Egyptian artist, Khadiga El-Ghawas started sketching and doing tags on street corners in 2010—a year before the start of the revolution in Egypt. Then on January 25, 2011, everything changed as Egyptians took to the streets to call for the removal of then-President Hosni Mubarak. El-Ghawas notes that, “…after the revolution of course we all became political.” It was also in 2011 that she connected with Women on Walls and began to use her art to actively engage with political discourses and discourses on women.

El-Ghawas says that the revolution gave her art more direction, and “…things began to be more clear.” “My art became more meaningful,” she continues, “It had a message.”

Khadiga El-Ghawas

"Not a license for your eyes"

For example, “Not a license for your eyes” is a piece that El-Ghawas hopes will start conversations on street harassment. “I hope that anyone who reads what I’m writing on streets will take a second look and think ‘Why do I harass and say mean words to girls on the streets?’” she says. For her, the piece was also very personal. “I felt it a lot,” El-Ghawas says of the piece. She wears traditional Muslim attire. “People just look at me and judge me from my looks,” she says, “My type of clothing has a lot of stereotypes.  I wrote it with all my heart.  I felt it so much.”

Getting people to engage in conversations on the issues is just the tip of the iceberg. El-Ghawas hopes that things will go even further. “It’s not enough to say ‘Don’t behave that way’ and you don’t give them the alternatives,” she says. To continue the conversation, she hopes to see the creation of awareness programs, where people discuss stereotypes. “Like I said, these people don’t have any jobs and they do things haphazardly…If you gave them a job and if you could just let them find a goal in their lives, their lives will change,” she continues. She also stresses the importance of developing a mutual understanding, where girls understand boys and boys understand girls, and there is no gender gap. In order for that to happen though, she says, “You need more than the shape of a girl on a wall and a message behind it.”

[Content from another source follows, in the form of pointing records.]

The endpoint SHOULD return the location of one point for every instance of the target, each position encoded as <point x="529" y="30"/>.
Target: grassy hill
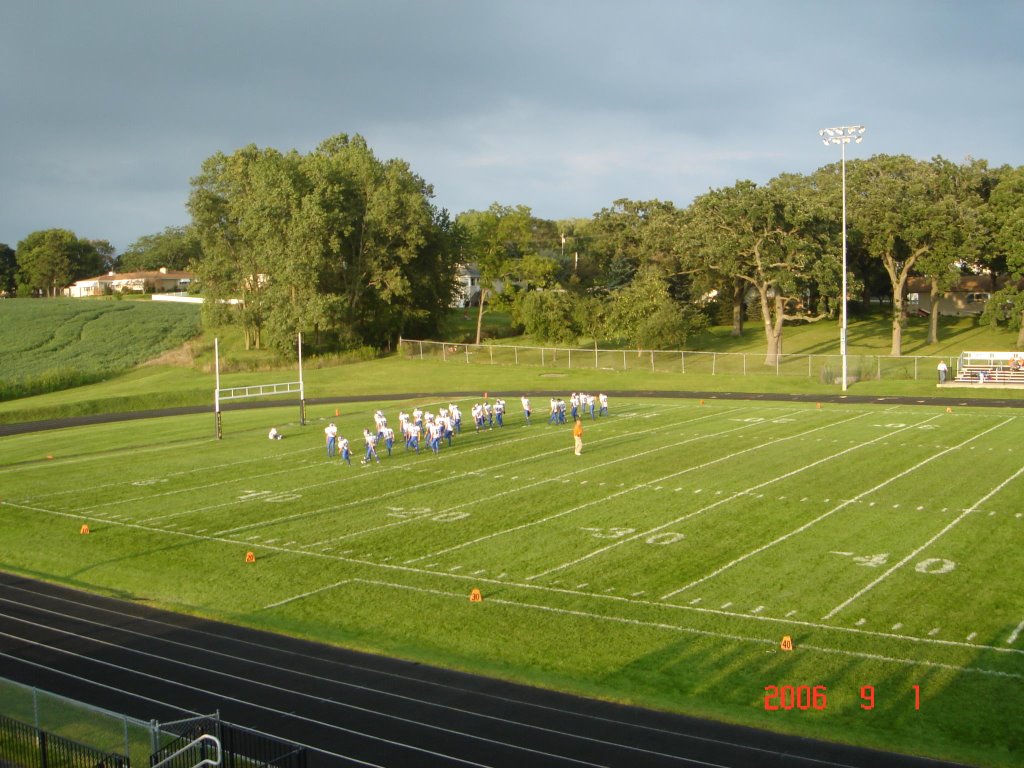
<point x="60" y="343"/>
<point x="86" y="378"/>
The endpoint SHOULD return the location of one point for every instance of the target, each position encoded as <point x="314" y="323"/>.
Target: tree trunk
<point x="738" y="290"/>
<point x="898" y="281"/>
<point x="771" y="311"/>
<point x="933" y="316"/>
<point x="898" y="320"/>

El-Ghawas also carves out a very distinct, special spot for herself in the art world with her work on light calligraphy.  She is the first Egyptian light calligrapher—the only woman, and one of only eight artists in Egypt who practice the art. El-Ghawas notes that “Of course it’s not so political as graffiti,” but she still plans to use it to make political statements.

Khadiga El-Ghawas

Light Calligraphy from the "Stop Harassment Egypt" Initiative

“This is a good window for me to express myself,” she says, especially since, as she notes, it isn’t always safe for her to be out on the streets.  “I will not ruin anything,” she continues, “I will just express graffiti in a different way, on a wall, with light…No one will get hurt. The government won’t do anything about that…No one will see what you’re writing.  It’s a safe thing to do and you deliver the same message on the same wall that you will be spraying on.”

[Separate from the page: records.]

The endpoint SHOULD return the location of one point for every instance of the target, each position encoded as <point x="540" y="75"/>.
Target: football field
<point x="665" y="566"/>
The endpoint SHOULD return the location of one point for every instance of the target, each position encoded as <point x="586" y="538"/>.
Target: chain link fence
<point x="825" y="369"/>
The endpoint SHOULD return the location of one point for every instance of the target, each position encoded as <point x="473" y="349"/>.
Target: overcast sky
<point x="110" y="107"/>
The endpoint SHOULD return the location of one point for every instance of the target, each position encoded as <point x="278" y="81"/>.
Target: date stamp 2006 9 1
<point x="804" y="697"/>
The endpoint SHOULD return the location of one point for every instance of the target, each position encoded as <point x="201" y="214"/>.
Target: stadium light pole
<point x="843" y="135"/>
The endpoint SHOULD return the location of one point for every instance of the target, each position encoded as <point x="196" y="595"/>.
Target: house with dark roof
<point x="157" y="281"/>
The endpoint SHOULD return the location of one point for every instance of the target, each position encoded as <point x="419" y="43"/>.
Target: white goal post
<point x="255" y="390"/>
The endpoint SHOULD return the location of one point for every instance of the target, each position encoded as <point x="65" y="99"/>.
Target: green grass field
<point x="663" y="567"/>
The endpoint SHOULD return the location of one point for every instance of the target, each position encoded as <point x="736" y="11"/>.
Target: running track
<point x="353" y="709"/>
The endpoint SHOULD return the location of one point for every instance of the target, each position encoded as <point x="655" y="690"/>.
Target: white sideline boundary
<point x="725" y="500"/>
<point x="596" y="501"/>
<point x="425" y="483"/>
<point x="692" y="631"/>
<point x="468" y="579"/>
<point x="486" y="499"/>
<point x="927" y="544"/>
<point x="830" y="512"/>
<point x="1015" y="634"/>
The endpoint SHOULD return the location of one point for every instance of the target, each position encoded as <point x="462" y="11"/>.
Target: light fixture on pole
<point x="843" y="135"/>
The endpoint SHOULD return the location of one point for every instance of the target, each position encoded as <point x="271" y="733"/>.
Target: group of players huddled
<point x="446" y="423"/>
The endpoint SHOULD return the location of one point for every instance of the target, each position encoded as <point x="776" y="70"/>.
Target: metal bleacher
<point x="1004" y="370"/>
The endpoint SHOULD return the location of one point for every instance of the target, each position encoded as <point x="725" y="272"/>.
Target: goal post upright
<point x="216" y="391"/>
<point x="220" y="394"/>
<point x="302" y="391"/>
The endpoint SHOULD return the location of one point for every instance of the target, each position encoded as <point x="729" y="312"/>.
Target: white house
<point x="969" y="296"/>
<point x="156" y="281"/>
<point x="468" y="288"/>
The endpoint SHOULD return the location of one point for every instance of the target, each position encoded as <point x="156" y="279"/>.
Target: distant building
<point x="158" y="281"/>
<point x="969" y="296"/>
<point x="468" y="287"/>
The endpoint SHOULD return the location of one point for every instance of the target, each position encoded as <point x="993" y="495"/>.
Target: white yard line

Safety has been a particularly big concern for El-Ghawas. When asked about a particularly difficult experience she’s had as an artist, she mentions the night visits by the police. “Of course it’s not very safe to spray graffiti here—especially in my city (Alexandria),” she says,” One time the police…I was going to be caught…but thank god I wasn’t caught.”

Public perception of her work has also been a problem. El-Ghawas notes that as time passes, and the spark of revolution becomes a distant memory, one finds fewer artists expressing themselves in the streets. “After the revolution, many people summed up their minds in a different way,” she says. She elaborates, noting that during the revolution, people were “interactive and cooperative,” but after, it was as though people just sat back. Suddenly, “It wasn’t a revolution,” she says. Most of the youth who saw the revolutionary potential in art were arrested after they were caught protesting in the streets. The older generation that has remained has a different perspective. “If you’re drawing something now, you’d be a ruin-er, not a revolutionary,” she says.

All of the risks El-Ghawas takes have yielded rewards though. She mentions how she’s had some people come by while she works, and offer her ideas, or sometimes even express an interest in drawing with her. She also talks about how even some of her dealings with her detractors have proven to be rewarding in the end. Sometimes she’s had people come by and say “ugly words and bad shit.” Then, these same people come by later, once she has finished the work. They talk about how they feel about the finished product and mention how their views may have changed. “This is the best time you have,” she says.